Stock market prediction, the act of determining the future value of a company stock or any other financial instrument traded on an exchange, has always been a subject of interest within stakeholders. Today, we perform this task using machine learning.
However, time series forecasting is not always a straightforward task, and many data scientists struggle to obtain meaningful results. This publication displays a step-by-step approach, including exogenous variables, to increase each model's forecasting accuracy. By incorporating additional relevant factors beyond historical prices, we aim to enhance the precision and reliability of predictions. Through this exploration, we provide valuable insights and methodologies that can serve as a foundation for future advancements in stock market prediction using machine learning.
The first step was to collect daily stock price data. The data was downloaded for free from Yahoo! Finance using an API. The dataset includes several decades of data available for most exchanges. It contains six basic price attributes: open, high, low, close, adjusted close, and volume (in USD), as well as an index date column in the YYYY-MM-DD format. In this project, we focused on forecasting the closing prices. The company of choice was Mettler-Toledo International Inc., listed on the New York Stock Exchange (ticker symbol: MTD).
Since there were no dividends, the close and adjusted close prices were identical, so the latter were dropped.
Not all dates were included in the dataframe. These missing records were not trading days (weekends, holidays, etc.). Linear interpolation was implemented to add these rows and fill missing values.
Outliers were detected for each variable except volume. A Z-score test was applied to identify these observations, which were then modified to be the mean of the preceding 50 values (rolling window size). As is common practice, a Z-score threshold greater than 3 was used to define outliers. Below is an example using open prices.
To enrich the dataset and capture more information and patterns, feature augmentation was performed by adding new exogenous features. This step aimed to improve both model training and prediction accuracy. For stock prices, techniques such as differencing, trend indicators, rolling statistics, and transformations (e.g., percentile, Z-score, logarithm) can be applied. Implementing technical indicators is also a common form of feature engineering. Some of the features used included:
After that, some basic EDA (exploratory data analysis) was performed to visualize our new features and search for any patterns throughout the historical data.
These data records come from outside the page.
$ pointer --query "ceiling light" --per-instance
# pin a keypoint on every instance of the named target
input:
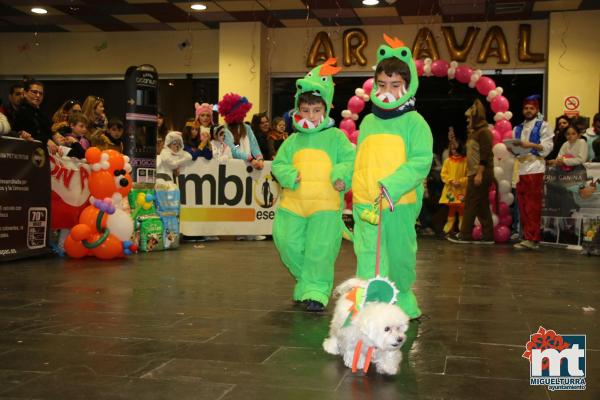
(39, 10)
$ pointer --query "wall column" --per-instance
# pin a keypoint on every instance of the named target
(242, 63)
(573, 65)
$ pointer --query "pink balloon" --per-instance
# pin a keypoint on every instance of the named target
(504, 210)
(499, 103)
(507, 134)
(368, 85)
(419, 64)
(348, 125)
(503, 126)
(501, 234)
(356, 104)
(506, 220)
(477, 233)
(496, 137)
(492, 197)
(439, 68)
(463, 74)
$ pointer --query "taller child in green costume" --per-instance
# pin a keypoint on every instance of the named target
(314, 167)
(394, 153)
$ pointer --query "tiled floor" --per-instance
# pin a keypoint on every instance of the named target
(217, 323)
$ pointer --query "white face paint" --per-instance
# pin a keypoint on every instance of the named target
(389, 97)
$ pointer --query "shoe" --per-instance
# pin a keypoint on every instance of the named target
(458, 239)
(314, 306)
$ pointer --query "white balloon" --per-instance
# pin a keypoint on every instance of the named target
(508, 198)
(498, 172)
(504, 186)
(120, 224)
(500, 150)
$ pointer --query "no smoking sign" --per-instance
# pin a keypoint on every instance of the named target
(571, 103)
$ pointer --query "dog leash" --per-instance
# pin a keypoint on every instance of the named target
(358, 348)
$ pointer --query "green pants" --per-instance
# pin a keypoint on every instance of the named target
(398, 251)
(308, 248)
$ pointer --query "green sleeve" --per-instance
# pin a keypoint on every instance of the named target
(344, 165)
(419, 155)
(282, 166)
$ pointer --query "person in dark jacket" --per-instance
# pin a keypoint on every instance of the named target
(261, 127)
(480, 175)
(30, 122)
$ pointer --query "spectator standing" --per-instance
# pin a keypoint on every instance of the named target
(30, 122)
(480, 174)
(535, 136)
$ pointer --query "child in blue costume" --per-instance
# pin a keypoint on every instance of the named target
(314, 167)
(394, 153)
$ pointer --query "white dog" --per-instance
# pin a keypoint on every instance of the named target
(378, 325)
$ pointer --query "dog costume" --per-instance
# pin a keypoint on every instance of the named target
(307, 229)
(394, 151)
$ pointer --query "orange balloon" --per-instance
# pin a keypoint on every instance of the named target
(92, 155)
(88, 217)
(109, 249)
(102, 184)
(80, 232)
(115, 159)
(74, 248)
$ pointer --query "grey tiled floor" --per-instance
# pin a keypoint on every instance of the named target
(217, 323)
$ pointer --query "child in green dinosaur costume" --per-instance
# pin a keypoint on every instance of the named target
(314, 167)
(394, 154)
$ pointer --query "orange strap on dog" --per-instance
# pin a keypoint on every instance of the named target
(356, 357)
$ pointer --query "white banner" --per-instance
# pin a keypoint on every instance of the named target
(227, 199)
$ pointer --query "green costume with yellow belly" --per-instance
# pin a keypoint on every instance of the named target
(394, 151)
(308, 223)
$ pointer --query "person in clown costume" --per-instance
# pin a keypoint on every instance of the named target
(393, 157)
(314, 167)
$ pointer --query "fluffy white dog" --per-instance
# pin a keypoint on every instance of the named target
(378, 325)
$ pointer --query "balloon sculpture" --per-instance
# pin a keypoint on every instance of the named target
(104, 229)
(503, 159)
A crucial step in our analysis was selecting the most relevant and informative features for the forecasting models while discarding those that were redundant or uninformative. This process offers several advantages: it reduces model complexity, enhances learning efficiency, and can even improve predictive performance by minimizing noise.
All introduced features, as well as the target variable, were continuous. We applied correlation analysis, p-values, and the mutual information method. By combining these scores, we were able to identify the most relevant variables. Below are the selected features based on the top
The following chart displays the selected features based on the top 40th percentile of scores. Both selection approaches produced very similar results, with the percentile method returning one additional feature.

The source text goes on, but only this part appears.